Actually, David, you reviewed this as a sophomore, not a senior, so cut yourself some slack. I was a college dropout at the time, having flunked out at (of all places!) UCR, whence I'd been shunted after failing to make the last cut in the then-competitive UC Santa Cruz admissions process, all my alternative campus choices being by then closed. I passed most of the 1971-72 school year discreetly homeless at UCSC, spending most of my waking hours in the University Library, and probably acquired half my post-secondary education during that period. I also washed dishes on campus, a career track I pursued through 1976, by way of developing the only marketable skill I actually acquired at UCSC. Given my present line of work I would have done very well to have attached myself to William Everson and his letterpress.

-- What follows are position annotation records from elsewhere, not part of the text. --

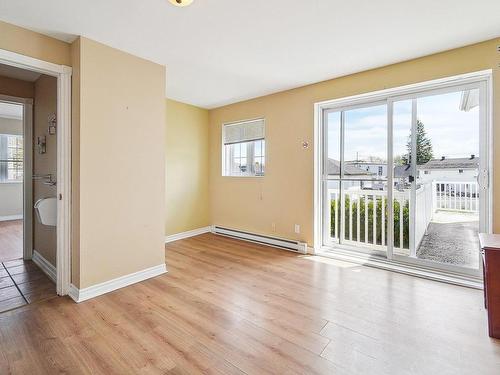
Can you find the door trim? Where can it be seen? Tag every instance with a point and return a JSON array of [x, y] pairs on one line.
[[27, 218], [482, 77], [63, 75]]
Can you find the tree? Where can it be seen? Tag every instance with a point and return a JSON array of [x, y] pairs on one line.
[[424, 146]]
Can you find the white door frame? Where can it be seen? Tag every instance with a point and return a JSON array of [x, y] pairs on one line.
[[27, 104], [63, 75], [484, 78]]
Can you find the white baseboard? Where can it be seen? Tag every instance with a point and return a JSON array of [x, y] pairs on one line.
[[11, 217], [190, 233], [80, 295], [45, 265], [281, 243]]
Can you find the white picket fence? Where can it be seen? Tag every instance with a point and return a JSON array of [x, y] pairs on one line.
[[456, 196], [357, 197], [430, 197]]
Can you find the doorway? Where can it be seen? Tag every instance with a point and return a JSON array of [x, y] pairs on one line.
[[59, 268], [404, 175]]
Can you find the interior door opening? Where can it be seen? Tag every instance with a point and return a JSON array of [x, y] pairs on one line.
[[28, 170]]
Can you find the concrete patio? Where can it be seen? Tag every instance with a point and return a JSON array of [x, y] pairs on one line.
[[452, 238]]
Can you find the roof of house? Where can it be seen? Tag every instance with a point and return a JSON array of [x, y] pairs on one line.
[[455, 163], [333, 168]]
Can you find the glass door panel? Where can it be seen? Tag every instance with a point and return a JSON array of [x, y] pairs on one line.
[[403, 175], [447, 191], [436, 193], [355, 178]]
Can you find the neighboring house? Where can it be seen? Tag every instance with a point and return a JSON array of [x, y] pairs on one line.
[[453, 169], [378, 169], [333, 169]]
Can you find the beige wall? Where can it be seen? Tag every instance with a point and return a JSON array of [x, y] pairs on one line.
[[26, 42], [121, 163], [11, 126], [75, 163], [187, 199], [285, 195], [16, 87], [45, 104]]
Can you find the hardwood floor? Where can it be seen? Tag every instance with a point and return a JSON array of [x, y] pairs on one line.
[[232, 307], [21, 283], [11, 240]]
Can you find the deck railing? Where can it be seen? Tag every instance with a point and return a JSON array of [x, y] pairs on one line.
[[365, 217], [456, 196], [365, 212]]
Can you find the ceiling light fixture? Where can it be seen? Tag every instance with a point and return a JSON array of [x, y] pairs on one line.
[[181, 3]]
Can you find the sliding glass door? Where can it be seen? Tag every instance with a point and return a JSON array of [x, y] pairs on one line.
[[437, 162], [405, 177], [356, 177]]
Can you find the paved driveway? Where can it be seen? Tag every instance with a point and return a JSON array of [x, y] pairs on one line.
[[452, 238]]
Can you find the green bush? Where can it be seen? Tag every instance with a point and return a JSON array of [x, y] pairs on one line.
[[370, 207]]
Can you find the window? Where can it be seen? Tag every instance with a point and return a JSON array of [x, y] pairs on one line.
[[11, 156], [244, 148]]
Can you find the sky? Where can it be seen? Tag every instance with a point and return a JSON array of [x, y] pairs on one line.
[[453, 133]]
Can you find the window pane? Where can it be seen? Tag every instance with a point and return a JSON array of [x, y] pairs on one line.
[[365, 145], [333, 144], [245, 159]]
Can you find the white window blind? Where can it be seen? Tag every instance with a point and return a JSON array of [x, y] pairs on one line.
[[244, 132]]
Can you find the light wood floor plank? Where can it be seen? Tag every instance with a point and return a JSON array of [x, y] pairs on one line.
[[232, 307]]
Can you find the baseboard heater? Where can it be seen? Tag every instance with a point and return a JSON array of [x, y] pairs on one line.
[[290, 245]]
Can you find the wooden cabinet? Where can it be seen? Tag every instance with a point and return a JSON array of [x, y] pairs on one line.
[[490, 248]]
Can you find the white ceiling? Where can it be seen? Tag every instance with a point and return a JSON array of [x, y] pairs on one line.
[[17, 73], [223, 51]]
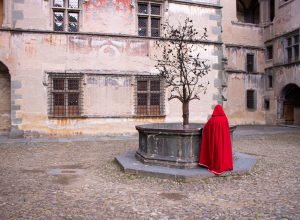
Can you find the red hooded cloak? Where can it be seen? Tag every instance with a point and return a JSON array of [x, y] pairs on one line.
[[216, 150]]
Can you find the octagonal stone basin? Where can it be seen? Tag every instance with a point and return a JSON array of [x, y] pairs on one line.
[[169, 144]]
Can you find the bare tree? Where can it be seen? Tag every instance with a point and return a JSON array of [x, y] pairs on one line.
[[180, 64]]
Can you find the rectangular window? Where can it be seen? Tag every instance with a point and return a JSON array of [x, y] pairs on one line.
[[149, 19], [149, 97], [270, 81], [251, 99], [267, 104], [65, 95], [292, 48], [66, 15], [250, 63], [269, 52]]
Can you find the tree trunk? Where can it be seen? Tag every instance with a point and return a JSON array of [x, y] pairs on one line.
[[185, 114]]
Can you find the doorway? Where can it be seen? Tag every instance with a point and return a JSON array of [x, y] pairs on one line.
[[5, 100]]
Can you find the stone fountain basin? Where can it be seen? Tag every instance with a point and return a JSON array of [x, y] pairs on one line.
[[170, 144]]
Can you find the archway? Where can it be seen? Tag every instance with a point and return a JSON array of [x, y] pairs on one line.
[[291, 104], [5, 100]]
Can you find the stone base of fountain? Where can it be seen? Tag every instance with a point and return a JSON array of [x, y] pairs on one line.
[[170, 151]]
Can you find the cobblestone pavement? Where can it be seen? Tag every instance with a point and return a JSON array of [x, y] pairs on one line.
[[80, 180]]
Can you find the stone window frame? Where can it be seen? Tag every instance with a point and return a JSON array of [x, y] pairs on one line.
[[269, 56], [284, 2], [267, 104], [251, 99], [292, 48], [149, 16], [65, 109], [149, 112], [254, 63], [66, 10], [269, 81]]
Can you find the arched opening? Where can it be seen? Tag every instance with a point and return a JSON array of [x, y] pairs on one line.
[[248, 11], [5, 100], [291, 104]]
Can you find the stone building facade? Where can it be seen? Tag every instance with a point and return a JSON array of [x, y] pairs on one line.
[[71, 67]]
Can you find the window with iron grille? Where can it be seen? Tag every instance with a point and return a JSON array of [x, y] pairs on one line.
[[65, 95], [66, 15], [150, 96], [292, 48], [267, 104], [250, 63], [270, 81], [149, 19], [269, 52], [251, 99]]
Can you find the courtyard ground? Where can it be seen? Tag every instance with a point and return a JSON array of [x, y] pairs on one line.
[[78, 179]]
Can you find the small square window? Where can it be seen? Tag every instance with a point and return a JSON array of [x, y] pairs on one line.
[[66, 15], [149, 97], [65, 94], [251, 99], [58, 3], [269, 52], [270, 81], [149, 19], [250, 63], [267, 104]]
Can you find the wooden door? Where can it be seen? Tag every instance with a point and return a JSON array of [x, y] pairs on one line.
[[288, 113]]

ReplyDeleteI should mention that it was your review that first made me aware, as I lurked on campus pestering the admissions office, of Another Shore and of Hitchcock. I never made the connection until the other day when I followed a link to the ACB doppelganger site I have called to your attention elsewhere.
Further to this post: Your review duplicated Hitchcock's own misquote of Lewis Carroll:
ReplyDelete"What matters is how far we go..."
Which ought of course have been "What matters it" et cetera. I noticed that at the time, but never got round to asking George about it. I still think it was a typo.